Frisch gebackene MBAs der Elite-Universitäten strömen ins Hightech-Mekka Kalifornien wie die Goldgräber vor 150 Jahren. Es gibt genug für alle - versichern die, die ihren Claim im Silicon Valley schon abgesteckt haben.

Bei Lachsfilet und Wildreis kommen die Millionäre von morgen ins Schwärmen. Geschäftsideen für die nächste große Website fliegen durch den Raum, "ich habe ein Angebot von Excite", flüstert Kate und fragt nach Details zu Aktienoptionen bei Vertragsabschluss so beiläufig, wie ihr Couch-Nachbar noch einen Margarita bestellt.
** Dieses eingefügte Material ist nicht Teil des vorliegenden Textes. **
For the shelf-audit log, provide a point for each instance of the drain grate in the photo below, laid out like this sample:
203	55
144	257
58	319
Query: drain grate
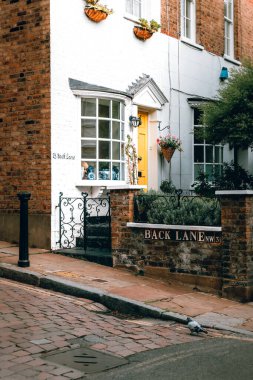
86	360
Steve verteilt Visitenkarten und ermutigt alle, seinen neuen Online-Service Messagebay Inc. auszuprobieren, für den er gerade um Finanzierung feilscht.
Als der pausbäckige Stargast des Abends die Gabel niederlegt und erzählt, wie man vor dem 30. Geburtstag zehn Millionen Dollar Risikokapital für ein Internet-Start-up einsackt, verstummt der Unternehmerclub der Stanford Graduate School of Business (GSB) und lauscht mit hungrigen Blicken. Matt Johnson war bis vor zwei Jahren Web-Designer und Radrennfahrer, nicht mal ein angehender Master of Business Administration (MBA) wie alle anderen hier. Dann kam er auf die Idee, College-Studenten Lehrbücher online anzubieten und gebrauchte Wälzer am Ende des Schuljahres zurückzukaufen. Versand gratis. Heute ist bigwords.com die führende Website in einer Marktnische, die Amazon noch nicht besetzt hat.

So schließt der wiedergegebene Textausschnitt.